Assistant Secretary of Housing and Urban Development for Housing
- In office 1991–1993
- President: George H. W. Bush
- Preceded by: Catherine Austin Fitts
- Succeeded by: Nicolas P. Retsinas

Personal details
- Born: July 4, 1948 Jacksonville, Florida, U.S.
- Died: May 13, 1995 (aged 46) Elizabeth, New Jersey, U.S.
- Party: Republican
- Education: Florida Memorial University (B.S.) University of Florida (M.A.)

= Arthur J. Hill =

American banker

Arthur J. Hill (July 4, 1948 – May 13, 1995) was an American banker who served as Assistant Secretary of Housing and Urban Development for Housing during the presidency of George H. W. Bush.

==Early life and education==
Arthur J. Hill was born and raised in Jacksonville, Florida, one of four children of a single mother who worked as a beautician.

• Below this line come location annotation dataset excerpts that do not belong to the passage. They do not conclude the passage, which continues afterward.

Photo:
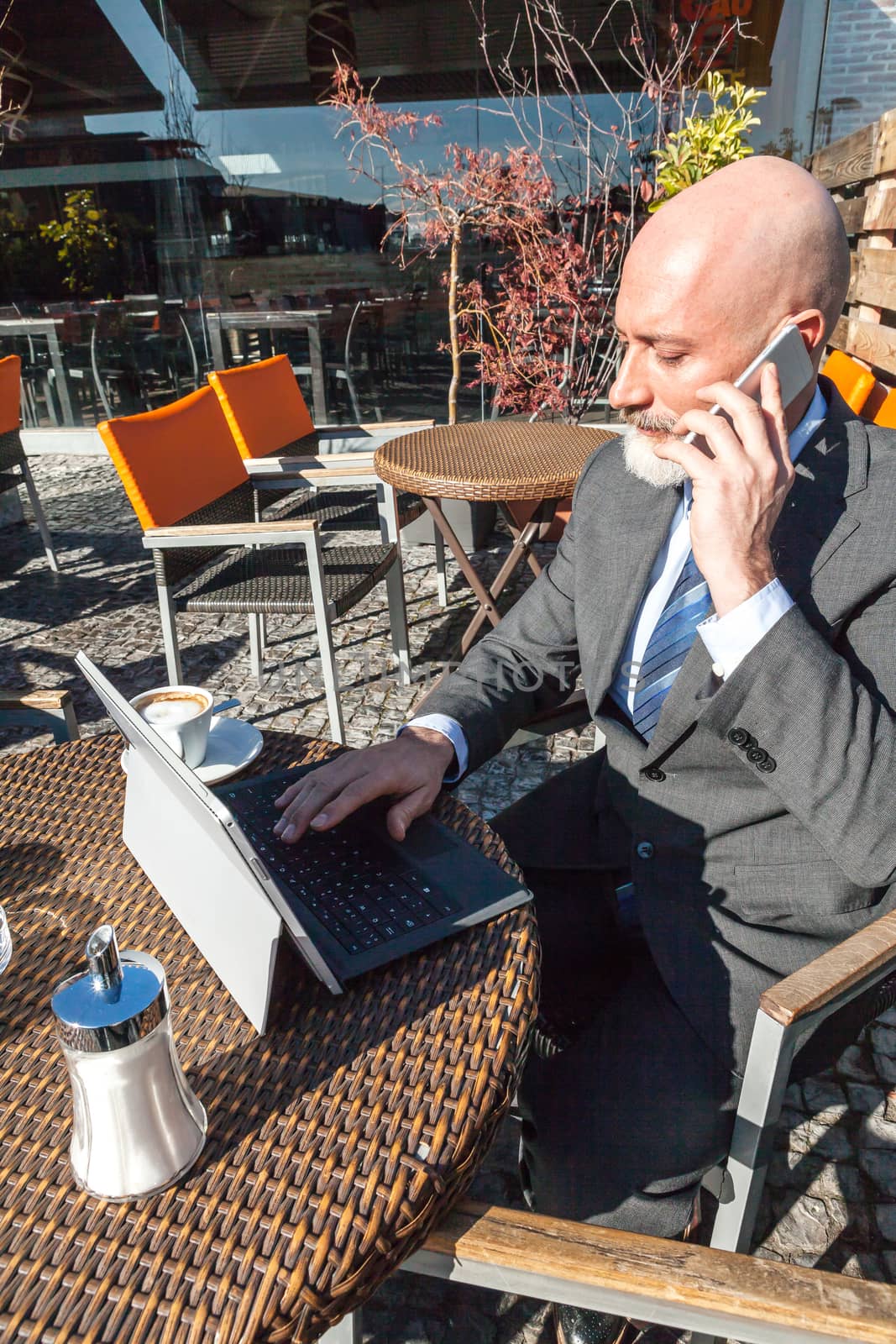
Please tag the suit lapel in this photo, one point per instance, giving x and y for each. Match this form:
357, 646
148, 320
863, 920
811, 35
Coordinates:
815, 523
634, 523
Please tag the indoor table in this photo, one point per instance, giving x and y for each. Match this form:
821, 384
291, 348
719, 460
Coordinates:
336, 1142
506, 461
45, 327
293, 319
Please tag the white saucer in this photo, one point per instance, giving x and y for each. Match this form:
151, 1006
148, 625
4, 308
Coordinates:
231, 745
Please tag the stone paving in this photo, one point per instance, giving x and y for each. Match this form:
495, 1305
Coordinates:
831, 1196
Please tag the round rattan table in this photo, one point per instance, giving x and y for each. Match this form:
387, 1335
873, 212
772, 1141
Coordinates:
335, 1142
501, 461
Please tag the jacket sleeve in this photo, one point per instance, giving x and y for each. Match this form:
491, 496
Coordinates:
526, 664
825, 722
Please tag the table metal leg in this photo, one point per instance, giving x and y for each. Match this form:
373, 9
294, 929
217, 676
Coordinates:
318, 381
62, 386
486, 605
212, 323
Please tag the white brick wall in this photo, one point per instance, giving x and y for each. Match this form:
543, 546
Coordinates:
859, 74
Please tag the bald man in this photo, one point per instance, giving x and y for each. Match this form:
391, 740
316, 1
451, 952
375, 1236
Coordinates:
731, 613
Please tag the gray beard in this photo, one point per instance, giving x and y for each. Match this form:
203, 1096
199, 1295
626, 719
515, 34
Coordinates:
642, 461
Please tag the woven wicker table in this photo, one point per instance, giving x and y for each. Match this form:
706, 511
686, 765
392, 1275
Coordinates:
335, 1142
504, 461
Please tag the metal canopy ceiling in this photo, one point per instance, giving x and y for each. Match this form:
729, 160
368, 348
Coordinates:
253, 53
76, 62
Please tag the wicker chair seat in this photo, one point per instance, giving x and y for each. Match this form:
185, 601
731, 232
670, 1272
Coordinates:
351, 510
11, 450
275, 582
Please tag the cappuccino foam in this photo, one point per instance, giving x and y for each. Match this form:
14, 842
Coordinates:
170, 709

He graduated from Florida Memorial University and went on to earn a Master of Arts degree in agricultural economics from the University of Florida. He also received a graduate certificate in banking from Southern Methodist University.

==Career==
Early in his career, Hill worked in several positions in Florida banks before eventually rising to become CEO of Peoples National Bank of Commerce in Miami, where he was credited with revitalizing and recapitalizing the distressed institution. He also served on the Miami-Dade Community College Foundation investment committee, on the board of directors of the United Way of Dade County, and was a Fellow of the British-American Project for the Successor Generation.

During the 1988 United States presidential election, Hill was Florida chair of Black Republicans for Bush, served as a delegate to the Republican National Convention, and was chosen an Elector in the United States Electoral College.

Following George H.W. Bush's victory, Hill was nominated to be president of Ginnie Mae and was unanimously confirmed by the United States Senate on March 6, 1990. He assumed office six days later. Hill was subsequently appointed Assistant Secretary of Housing and Urban Development for Housing by Bush to succeed the departing Catherine Austin Fitts, holding office until the end of the Bush presidency.

==Personal life==
Hill was described as soft-spoken. He was married to Licia Green-Hill and had two daughters.Licia Green-Hill later married Rodney Ellis of Houston, Tx.

Aged 46, Hill died of a heart attack in a hotel room in Elizabeth, New Jersey in 1995 where he had been attending a dinner of the Republican Governors Association.